After being sworn in as the state’s 23rd governor, the Democrat told a joint session of the 63rd Legislature he plans to reach out to members from both parties to achieve his agenda.
“I want us to collaborate early an often,” Inslee said
Only three days into the 105-day legislative session, a Republican-controlled majority has already taken power in the Senate, threatening gridlock.
Inslee promised to work with the Senate’s new majority coalition and its chosen leader, Rodney Tom (D-Medina).
In addition to the $1 billion deficit, the legislature must find the money needed to satisfy court’s McCleary decision on education funding. Inslee has promised not to raise taxes and has said his focus will be on streamlining government.
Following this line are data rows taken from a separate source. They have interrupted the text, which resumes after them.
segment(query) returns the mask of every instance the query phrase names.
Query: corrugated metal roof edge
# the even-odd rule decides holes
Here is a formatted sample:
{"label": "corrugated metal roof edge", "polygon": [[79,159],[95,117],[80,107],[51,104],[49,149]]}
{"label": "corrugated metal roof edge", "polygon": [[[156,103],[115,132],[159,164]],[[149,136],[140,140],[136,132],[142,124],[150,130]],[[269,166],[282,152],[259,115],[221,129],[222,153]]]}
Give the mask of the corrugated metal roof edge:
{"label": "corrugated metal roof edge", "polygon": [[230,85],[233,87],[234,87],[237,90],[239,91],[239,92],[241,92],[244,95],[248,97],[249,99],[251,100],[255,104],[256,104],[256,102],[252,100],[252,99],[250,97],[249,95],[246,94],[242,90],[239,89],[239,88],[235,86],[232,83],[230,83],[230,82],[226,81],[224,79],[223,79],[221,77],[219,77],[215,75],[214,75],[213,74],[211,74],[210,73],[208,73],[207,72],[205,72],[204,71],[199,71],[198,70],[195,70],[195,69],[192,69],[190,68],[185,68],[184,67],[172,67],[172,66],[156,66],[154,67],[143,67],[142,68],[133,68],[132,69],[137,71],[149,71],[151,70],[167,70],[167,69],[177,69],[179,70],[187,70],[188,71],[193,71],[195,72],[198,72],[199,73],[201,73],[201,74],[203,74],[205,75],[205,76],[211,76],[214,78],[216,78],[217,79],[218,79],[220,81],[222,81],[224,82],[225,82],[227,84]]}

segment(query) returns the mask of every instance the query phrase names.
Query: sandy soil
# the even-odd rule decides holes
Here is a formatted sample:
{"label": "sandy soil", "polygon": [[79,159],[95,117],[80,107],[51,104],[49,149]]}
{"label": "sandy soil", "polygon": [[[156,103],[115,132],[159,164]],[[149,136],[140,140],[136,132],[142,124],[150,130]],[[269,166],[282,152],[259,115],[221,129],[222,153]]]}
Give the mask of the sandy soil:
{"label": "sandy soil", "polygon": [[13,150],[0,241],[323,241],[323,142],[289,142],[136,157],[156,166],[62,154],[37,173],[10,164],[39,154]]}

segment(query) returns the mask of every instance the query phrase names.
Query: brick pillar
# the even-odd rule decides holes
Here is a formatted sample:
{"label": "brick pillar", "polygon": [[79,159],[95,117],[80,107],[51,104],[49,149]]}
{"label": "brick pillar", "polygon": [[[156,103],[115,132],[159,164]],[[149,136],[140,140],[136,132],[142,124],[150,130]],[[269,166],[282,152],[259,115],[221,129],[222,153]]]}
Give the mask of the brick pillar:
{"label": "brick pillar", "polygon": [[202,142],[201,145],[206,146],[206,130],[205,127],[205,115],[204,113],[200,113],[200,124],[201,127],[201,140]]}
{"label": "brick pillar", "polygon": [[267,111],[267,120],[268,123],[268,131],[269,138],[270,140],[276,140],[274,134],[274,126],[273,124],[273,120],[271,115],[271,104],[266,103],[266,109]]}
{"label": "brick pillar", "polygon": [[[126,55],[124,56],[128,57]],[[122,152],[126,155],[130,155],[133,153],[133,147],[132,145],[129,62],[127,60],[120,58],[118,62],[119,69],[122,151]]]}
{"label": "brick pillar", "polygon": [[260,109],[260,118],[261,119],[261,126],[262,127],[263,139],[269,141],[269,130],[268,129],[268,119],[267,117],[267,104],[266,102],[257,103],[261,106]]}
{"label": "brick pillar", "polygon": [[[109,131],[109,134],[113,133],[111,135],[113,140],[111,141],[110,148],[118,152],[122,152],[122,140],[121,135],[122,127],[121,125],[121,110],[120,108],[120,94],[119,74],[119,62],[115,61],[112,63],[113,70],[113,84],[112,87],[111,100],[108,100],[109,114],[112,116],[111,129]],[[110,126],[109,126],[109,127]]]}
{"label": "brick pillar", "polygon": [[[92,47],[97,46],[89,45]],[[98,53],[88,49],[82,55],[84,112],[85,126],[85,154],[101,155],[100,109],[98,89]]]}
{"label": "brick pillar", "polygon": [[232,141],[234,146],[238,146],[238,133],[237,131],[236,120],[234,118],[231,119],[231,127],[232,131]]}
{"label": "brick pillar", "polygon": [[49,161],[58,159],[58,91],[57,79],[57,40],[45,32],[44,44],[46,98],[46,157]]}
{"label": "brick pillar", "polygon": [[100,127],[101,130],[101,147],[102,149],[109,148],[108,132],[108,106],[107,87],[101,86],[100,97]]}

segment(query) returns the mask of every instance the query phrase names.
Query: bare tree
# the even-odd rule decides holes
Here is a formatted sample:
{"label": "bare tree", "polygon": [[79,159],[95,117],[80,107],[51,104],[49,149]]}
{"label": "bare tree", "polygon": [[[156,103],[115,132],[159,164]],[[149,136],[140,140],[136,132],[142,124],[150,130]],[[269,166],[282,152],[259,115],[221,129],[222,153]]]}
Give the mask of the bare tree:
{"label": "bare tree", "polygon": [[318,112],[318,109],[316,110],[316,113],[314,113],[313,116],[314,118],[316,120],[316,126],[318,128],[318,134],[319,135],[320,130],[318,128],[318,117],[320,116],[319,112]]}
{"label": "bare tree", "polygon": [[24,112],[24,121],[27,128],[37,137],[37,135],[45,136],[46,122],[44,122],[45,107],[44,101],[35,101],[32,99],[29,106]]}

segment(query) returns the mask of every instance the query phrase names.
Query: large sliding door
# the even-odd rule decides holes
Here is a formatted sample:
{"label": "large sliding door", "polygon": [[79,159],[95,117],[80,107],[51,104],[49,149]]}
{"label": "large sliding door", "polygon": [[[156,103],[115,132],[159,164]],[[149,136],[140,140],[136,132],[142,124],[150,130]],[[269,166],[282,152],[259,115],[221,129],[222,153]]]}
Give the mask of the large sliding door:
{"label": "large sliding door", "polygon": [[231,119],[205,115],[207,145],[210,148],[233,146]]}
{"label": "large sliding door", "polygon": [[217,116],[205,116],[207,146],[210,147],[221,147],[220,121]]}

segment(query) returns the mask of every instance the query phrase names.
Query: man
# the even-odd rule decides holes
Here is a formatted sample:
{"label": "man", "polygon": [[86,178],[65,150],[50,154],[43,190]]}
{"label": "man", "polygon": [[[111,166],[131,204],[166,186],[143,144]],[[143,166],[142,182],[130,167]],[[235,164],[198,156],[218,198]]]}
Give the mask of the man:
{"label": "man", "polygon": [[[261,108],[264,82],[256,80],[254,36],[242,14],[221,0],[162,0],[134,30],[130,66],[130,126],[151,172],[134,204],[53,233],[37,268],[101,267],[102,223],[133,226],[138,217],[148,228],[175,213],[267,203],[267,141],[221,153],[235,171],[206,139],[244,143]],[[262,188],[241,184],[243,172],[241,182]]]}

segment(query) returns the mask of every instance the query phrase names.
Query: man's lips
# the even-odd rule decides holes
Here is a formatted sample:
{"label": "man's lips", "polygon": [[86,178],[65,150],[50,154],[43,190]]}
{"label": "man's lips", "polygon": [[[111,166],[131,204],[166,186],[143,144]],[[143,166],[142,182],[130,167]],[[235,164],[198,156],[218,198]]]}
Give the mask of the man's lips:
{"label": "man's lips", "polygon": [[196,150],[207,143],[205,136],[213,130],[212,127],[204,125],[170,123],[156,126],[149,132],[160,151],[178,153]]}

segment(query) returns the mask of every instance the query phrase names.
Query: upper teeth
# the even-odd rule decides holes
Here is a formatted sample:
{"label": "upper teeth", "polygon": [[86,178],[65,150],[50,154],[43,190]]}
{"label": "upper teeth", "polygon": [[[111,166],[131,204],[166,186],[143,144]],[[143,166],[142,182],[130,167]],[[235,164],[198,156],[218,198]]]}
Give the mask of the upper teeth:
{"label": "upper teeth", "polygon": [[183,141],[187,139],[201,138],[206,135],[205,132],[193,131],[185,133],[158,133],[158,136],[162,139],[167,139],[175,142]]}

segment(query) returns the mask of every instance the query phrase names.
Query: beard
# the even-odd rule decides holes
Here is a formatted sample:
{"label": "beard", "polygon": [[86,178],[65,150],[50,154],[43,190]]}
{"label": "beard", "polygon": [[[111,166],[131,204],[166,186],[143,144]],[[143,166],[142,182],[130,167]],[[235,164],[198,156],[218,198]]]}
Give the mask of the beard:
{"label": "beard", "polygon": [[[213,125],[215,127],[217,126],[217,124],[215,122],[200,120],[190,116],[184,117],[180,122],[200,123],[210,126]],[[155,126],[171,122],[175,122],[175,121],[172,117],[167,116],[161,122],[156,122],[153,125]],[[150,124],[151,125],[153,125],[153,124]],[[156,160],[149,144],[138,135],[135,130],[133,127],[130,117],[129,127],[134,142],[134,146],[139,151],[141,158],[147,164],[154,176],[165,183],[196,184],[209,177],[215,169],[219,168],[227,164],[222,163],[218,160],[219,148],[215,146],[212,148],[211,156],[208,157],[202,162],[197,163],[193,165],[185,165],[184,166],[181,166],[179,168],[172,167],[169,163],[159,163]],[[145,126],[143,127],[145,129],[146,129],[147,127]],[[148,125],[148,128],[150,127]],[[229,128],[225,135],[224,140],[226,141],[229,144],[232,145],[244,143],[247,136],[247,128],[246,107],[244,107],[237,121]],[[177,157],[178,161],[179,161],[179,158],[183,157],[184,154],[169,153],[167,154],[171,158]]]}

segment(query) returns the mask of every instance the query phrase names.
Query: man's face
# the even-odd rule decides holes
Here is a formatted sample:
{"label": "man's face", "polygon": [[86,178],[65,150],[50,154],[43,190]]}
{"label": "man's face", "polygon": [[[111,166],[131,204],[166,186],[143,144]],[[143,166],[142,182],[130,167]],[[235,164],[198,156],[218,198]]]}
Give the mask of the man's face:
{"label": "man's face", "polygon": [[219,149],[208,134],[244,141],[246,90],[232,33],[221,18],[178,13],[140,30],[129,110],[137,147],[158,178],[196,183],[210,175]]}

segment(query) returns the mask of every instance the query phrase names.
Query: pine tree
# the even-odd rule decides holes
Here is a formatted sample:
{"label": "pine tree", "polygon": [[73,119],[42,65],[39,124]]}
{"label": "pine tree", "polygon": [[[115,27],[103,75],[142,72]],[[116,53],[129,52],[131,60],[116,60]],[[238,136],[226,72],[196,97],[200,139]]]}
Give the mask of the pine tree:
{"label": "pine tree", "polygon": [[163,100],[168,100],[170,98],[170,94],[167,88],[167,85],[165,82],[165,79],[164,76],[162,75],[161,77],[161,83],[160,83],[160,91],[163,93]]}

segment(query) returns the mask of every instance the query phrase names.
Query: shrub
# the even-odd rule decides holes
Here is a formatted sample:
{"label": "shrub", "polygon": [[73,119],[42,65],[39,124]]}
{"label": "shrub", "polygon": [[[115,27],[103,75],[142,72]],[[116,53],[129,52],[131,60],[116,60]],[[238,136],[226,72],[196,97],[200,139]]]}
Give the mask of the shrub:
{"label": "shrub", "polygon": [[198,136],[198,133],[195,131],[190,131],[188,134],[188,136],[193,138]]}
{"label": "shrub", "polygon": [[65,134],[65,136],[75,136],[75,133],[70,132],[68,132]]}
The new governor said he will focus on gun control legislation in the wake of the deadly school shootings in Connecticut last month.
“Common sense tells us that this solution will involve mental health and keeping guns out of the wrong hands,” Inslee said.
Inslee also touched on health care in his first day on the job, promising to sign legislation that would require insurance companies to cover abortions if they also cover live births as outlined in the Reproductive Parity Act. The partisan response from lawmakers signaled the legislation faces a tough road if it eventually lands on Inslee’s desk.
The new governor also said the state must work hard to implement the Affordable Care Act, saying Medicaid expansion will save the state money.
Education funding is expected to be closely watched in Olympia during the 2013 session and Inlsee said he will “act immediately to sharpen the relationship between our schools and the economy they are preparing our young people to enter.”
He also stuck with familiar themes from his campaign, including clean energy job growth and improving transportation infrastructure. Inslee supports tax credits for clean energy programs.
“These jobs won’t just fall into our laps. Washington has what it takes to win, but the clean energy race is highly competitive.”
The speech kicked off a busy day for the new governor, which will conclude with tonight’s Inaugural Ball on the Capitol Campus.